I'm not sure yet what Niles really said... but DELL's weak entry into the consumer market and the fact that they have done almost no advertising for their consumer push (and none at all for the WebPC aside from the announcement) has some DELL investors concerned. With the Christmas buying season only a few weeks away from closing, CPQ seems to have been the big winner of the share left on the table by IBM and Packard-Bell, and there seems to have been little shift away from the bricks and mortar consumer buying patterns.
I have a growing concern that DELL is just not executing, which seems to be shared by many long-time DELL bulls. The combination of MSD's statements about "DELL will have 50% of the market in a few years" (which reminds me a lot of EP's "$50B company by 2000" statements) combined with the weak and unfocused product strategy and an almost total absence of real product announcements seems to indicate that DELL management is just not innovating their product line at "internet speed".
DELL has made statements that they intend to concentrate on their core business - i.e. PCs and volume servers. This is not viewed as a stellar growth strategy. They have backed off significantly on their enterprise plans, stopped efforts to build in-house professional services, and have done only one fairly mysterious play to shore up their storage plans. They now appear to be planning on partnering with EMC for enterprise storage, hardly the low-cost volume partner in that space. This approach also gives much of the high-margin storage business to the partner rather than to DELL.

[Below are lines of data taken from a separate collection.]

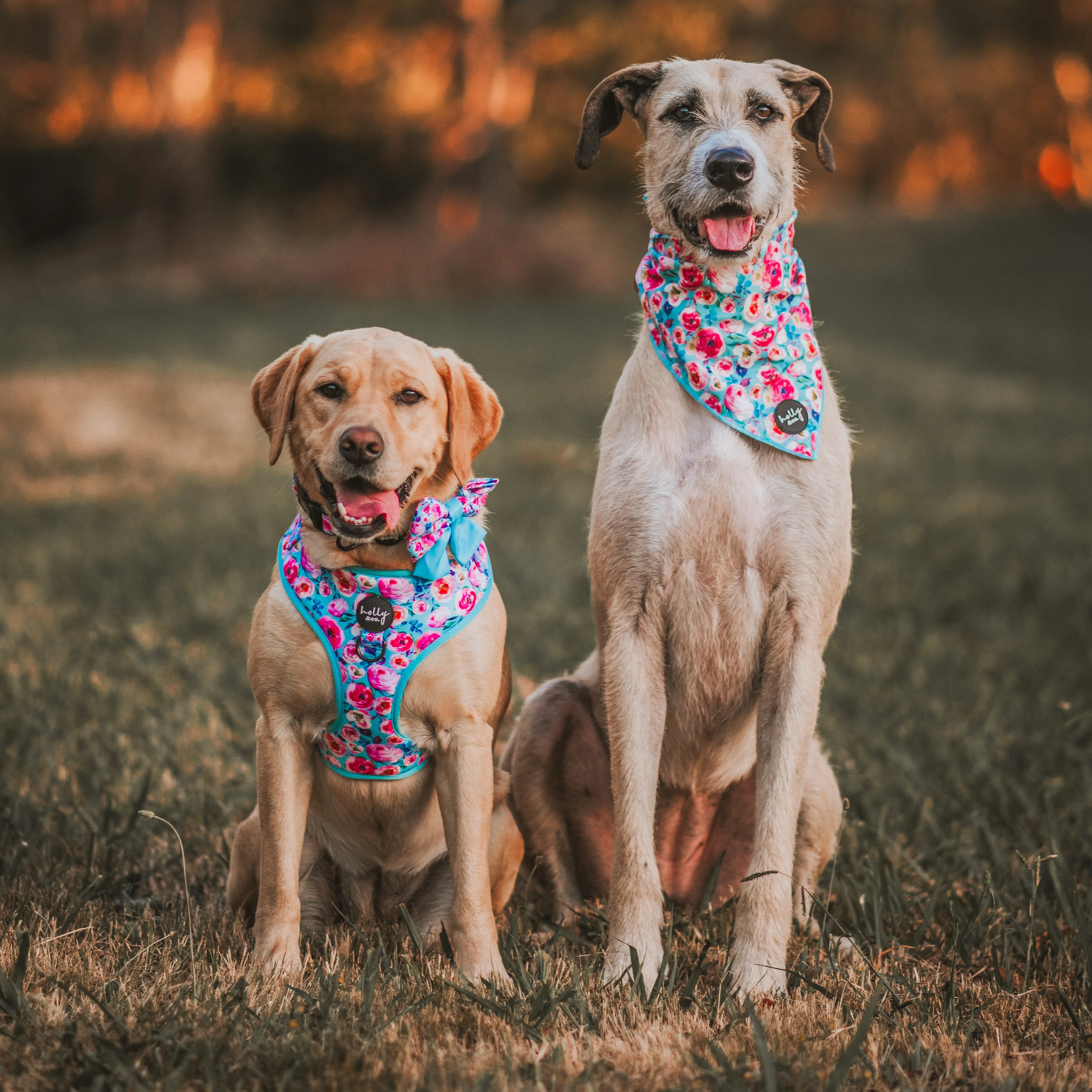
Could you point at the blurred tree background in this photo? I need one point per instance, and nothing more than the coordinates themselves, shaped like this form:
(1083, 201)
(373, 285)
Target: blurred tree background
(156, 124)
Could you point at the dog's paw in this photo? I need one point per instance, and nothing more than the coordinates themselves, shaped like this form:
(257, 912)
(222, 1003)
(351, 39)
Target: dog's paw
(620, 962)
(277, 953)
(491, 970)
(756, 976)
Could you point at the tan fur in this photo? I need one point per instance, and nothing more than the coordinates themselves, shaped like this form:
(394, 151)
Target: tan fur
(718, 567)
(442, 841)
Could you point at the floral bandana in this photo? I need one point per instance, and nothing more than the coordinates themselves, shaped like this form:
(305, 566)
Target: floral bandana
(742, 344)
(376, 627)
(438, 524)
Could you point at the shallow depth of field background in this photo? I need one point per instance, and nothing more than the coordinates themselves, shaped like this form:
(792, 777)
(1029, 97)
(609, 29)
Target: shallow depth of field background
(187, 191)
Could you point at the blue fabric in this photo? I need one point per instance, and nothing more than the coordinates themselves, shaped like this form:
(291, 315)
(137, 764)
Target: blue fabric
(371, 671)
(741, 343)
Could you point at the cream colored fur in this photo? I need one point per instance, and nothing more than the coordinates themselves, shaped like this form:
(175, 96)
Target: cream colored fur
(442, 841)
(718, 568)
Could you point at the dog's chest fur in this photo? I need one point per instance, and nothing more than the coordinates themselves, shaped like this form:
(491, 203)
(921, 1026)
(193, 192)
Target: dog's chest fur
(713, 522)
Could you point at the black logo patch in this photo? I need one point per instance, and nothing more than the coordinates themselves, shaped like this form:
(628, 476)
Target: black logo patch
(791, 417)
(375, 614)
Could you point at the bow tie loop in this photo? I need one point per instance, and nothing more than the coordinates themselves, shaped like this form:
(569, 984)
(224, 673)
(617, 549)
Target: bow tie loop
(438, 525)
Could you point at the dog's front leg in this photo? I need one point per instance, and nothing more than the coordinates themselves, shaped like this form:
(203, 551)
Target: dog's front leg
(636, 709)
(465, 787)
(284, 794)
(789, 705)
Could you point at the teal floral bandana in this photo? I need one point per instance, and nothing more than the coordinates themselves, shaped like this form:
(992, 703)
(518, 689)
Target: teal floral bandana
(742, 344)
(378, 625)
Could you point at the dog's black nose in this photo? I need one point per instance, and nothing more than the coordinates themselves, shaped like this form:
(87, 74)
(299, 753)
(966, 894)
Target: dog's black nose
(730, 168)
(361, 446)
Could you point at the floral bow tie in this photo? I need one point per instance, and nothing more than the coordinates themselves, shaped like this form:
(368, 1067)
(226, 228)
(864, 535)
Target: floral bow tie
(441, 524)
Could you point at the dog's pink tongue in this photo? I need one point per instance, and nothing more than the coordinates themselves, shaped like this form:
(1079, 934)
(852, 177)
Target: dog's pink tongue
(367, 506)
(730, 233)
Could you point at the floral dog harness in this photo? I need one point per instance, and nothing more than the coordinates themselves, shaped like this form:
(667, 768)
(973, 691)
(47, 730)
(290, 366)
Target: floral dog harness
(377, 626)
(742, 344)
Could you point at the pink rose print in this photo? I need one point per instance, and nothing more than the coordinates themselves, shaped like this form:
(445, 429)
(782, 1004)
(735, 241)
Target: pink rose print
(396, 589)
(652, 279)
(383, 679)
(360, 696)
(691, 277)
(691, 319)
(346, 581)
(739, 402)
(380, 753)
(332, 631)
(709, 343)
(780, 387)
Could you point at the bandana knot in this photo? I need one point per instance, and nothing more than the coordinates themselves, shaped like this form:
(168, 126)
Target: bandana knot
(742, 344)
(441, 524)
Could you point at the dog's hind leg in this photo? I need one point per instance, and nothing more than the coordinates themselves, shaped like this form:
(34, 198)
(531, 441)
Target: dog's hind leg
(817, 829)
(555, 730)
(244, 871)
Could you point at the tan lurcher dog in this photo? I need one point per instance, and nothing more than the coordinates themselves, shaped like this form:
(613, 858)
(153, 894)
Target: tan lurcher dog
(365, 412)
(718, 567)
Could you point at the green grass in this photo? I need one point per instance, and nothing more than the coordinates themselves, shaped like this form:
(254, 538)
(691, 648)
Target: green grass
(958, 709)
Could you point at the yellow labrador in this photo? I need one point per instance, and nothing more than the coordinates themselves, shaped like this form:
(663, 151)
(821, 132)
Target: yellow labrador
(375, 422)
(718, 567)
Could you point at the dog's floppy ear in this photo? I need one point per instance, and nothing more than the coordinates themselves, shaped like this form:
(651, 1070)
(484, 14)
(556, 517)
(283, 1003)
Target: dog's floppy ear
(813, 96)
(273, 391)
(474, 412)
(627, 90)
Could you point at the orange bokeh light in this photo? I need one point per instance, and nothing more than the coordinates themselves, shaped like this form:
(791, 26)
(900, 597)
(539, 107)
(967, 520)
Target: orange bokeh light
(1056, 170)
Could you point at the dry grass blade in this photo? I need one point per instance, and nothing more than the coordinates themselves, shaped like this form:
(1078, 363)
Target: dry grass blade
(844, 1064)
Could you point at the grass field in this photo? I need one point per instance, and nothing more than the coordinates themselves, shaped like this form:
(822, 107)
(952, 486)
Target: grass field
(958, 706)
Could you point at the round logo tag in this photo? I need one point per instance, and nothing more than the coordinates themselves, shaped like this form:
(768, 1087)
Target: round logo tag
(375, 614)
(791, 417)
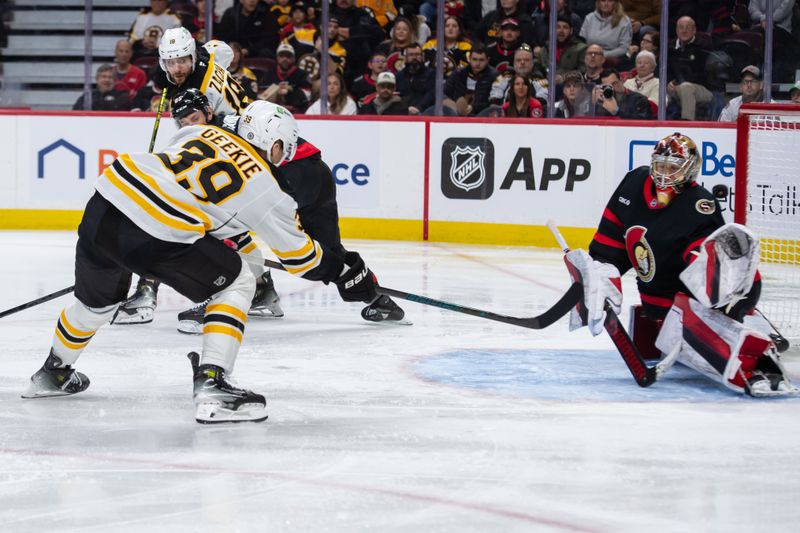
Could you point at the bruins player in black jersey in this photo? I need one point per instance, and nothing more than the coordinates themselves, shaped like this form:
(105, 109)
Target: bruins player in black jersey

Several posters on the DELL thread have discussed DELL plans in handheld and wireless but there is almost no substance to DELL's plans in that area, aside from a few "me-too" reseller offerings like the RIM pager, and vague discussions about partnering with Nokia and others which have less meat to them than similar rumors from HP and CPQ. Both HP and CPQ have the technology base and distribution to move the "e-tronics" lines, which currently are selling more than 80% in the bricks and mortar retail channel where now only CPQ and HP are big players. Most observers think that of the "big 4", these two companies will be in the best position to jump on the transition to next generation products.
Also, HP and CPQ have positioned themselves well to survive a shift away from PC revenues as this transition occurs and in fact have made it a business priority. Capellas has said that he expects commercial PC revenues to be 15% of overall revenues in a couple of years, and Carly is clearly pushing HP in the same direction.
I think analysts are waking up to the fact that these changes take years to accomplish, require basic business model shifts, and that HP and CPQ are well along the path whereas DELL has re-trenched as the "Pure PC" play. What happens to DELL, which has 80 percent of its business in PCs, when that segment undergoes a radical shift downward in ASP? The iPaq and HP's e-PC signal the next step in the commercial space - products at less than half of the current commercial ASP. HP and CPQ will do just fine if that trend takes off since they make a lot more on the related enterprise business than they lose in PCs. Not so for DELL which seems to be more concerned about protecting its current commercial ASPs (as witnessed in the price point for WebPC) than in getting on board the low-cost commercial PC train.
If even 20% of the commercial PC purchases shift to low-cost legacy-free machines next year, the financial impact to CPQ and HP will probably be a net positive, but it will put real pressure on DELL's revenue and earnings growth.
Combined with a series of events which have highlighted the weak side if DELL's JIT model - their special vulnerability to DRAM price hikes and component shortages because of Taiwan - is their dependence on Intel's ability to execute. DELL has not been able to sell 8-ways at all this year because of a flawed Intel chipset and board design and CPQ now has 90% of the Intel 8-way market; DELL placed a big bet on RAMBUS, products were in their catalog, but they were unable to ship because of the Intel 820 problems, etc. Finally, DELL seems to be drifting closer to Intel's LINUX volume push and away from MSFT, which may be a requirement to stay close to Intel but is not viewed as the best way for DELL to maintain mindshare in the volume PC and server space.